Complex visual hallucinations, visual illusions and other symptoms resulting from more anterior ictal spreading rarely occur from the start. They may terminate in hemiconvulsions or generalised convulsions.

Ictal headache, or mainly orbital pain, may occur and often precedes visual or other ictal occipital symptoms in a small number of patients.

Consciousness is not impaired during the visual symptoms (simple focal seizures), but may be disturbed or lost in the course of the seizure, usually before eye deviation or convulsions.

Occipital seizures of ICOE-G may rarely progress to extra-occipital manifestations, such as hemiparaesthesia. Spread to produce symptoms of temporal lobe involvement is exceptional and may indicate a symptomatic cause.

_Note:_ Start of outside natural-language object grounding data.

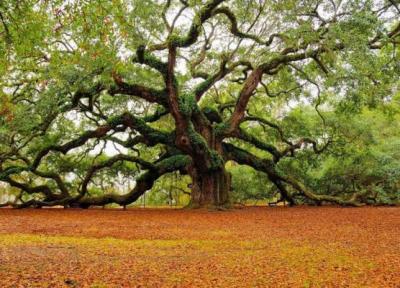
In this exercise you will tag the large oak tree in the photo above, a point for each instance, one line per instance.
(178, 86)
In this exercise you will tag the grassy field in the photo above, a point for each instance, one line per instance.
(252, 247)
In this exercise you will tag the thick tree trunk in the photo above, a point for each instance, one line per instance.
(210, 189)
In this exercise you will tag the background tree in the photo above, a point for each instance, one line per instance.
(182, 86)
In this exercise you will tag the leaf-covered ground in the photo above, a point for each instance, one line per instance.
(252, 247)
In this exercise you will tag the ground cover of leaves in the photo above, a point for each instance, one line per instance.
(251, 247)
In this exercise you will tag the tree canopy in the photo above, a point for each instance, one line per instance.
(96, 92)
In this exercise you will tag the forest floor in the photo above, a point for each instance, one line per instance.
(251, 247)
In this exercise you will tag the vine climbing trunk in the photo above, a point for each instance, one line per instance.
(210, 189)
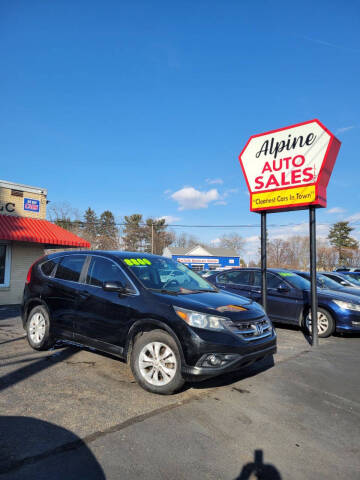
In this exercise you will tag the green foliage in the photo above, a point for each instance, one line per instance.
(340, 238)
(108, 235)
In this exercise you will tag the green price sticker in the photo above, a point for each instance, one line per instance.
(137, 261)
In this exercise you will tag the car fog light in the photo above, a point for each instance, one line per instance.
(214, 360)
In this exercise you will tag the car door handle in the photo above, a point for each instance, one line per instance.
(85, 294)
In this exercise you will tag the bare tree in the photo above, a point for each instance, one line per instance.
(233, 241)
(66, 216)
(184, 240)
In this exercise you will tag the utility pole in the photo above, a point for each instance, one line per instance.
(152, 238)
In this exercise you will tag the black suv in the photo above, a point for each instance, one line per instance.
(171, 324)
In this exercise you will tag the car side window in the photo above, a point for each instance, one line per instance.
(70, 267)
(104, 270)
(237, 277)
(272, 281)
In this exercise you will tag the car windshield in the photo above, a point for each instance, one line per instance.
(353, 276)
(167, 276)
(326, 282)
(295, 280)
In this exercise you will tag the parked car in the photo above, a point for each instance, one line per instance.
(179, 329)
(343, 280)
(289, 299)
(352, 276)
(327, 283)
(347, 269)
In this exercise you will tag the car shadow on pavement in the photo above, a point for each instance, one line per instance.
(31, 448)
(233, 377)
(9, 311)
(258, 469)
(35, 367)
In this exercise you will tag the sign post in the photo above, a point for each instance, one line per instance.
(263, 261)
(289, 169)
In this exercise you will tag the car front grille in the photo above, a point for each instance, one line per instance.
(252, 330)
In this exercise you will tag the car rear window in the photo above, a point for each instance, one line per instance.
(70, 268)
(48, 267)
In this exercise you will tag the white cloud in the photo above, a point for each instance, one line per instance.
(252, 239)
(169, 219)
(354, 218)
(189, 198)
(215, 241)
(230, 191)
(302, 229)
(336, 210)
(345, 129)
(214, 181)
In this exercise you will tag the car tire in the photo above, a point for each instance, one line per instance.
(155, 362)
(326, 323)
(38, 329)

Post-ictal headache, mainly diffuse, but also severe, unilateral and pulsating, or indistinguishable from migraine headache, occurs in half the patients, in 10% of whom it may be associated with nausea and vomiting.

Circadian distribution: Visual seizures are predominantly diurnal and can occur at any time of the day. Longer seizures, with or without hemi or generalised convulsions, tend to occur either during sleep, causing the patient to wake up, or after awakening. Thus, some children may have numerous diurnal visual seizures and only a few seizures that are exclusively nocturnal or occur on awakening.

Frequency of seizures: If untreated, patients experience frequent and brief visual seizures (often several every day or weekly). However, propagation to other seizure manifestations, such as focal or generalised convulsions, is much less frequent.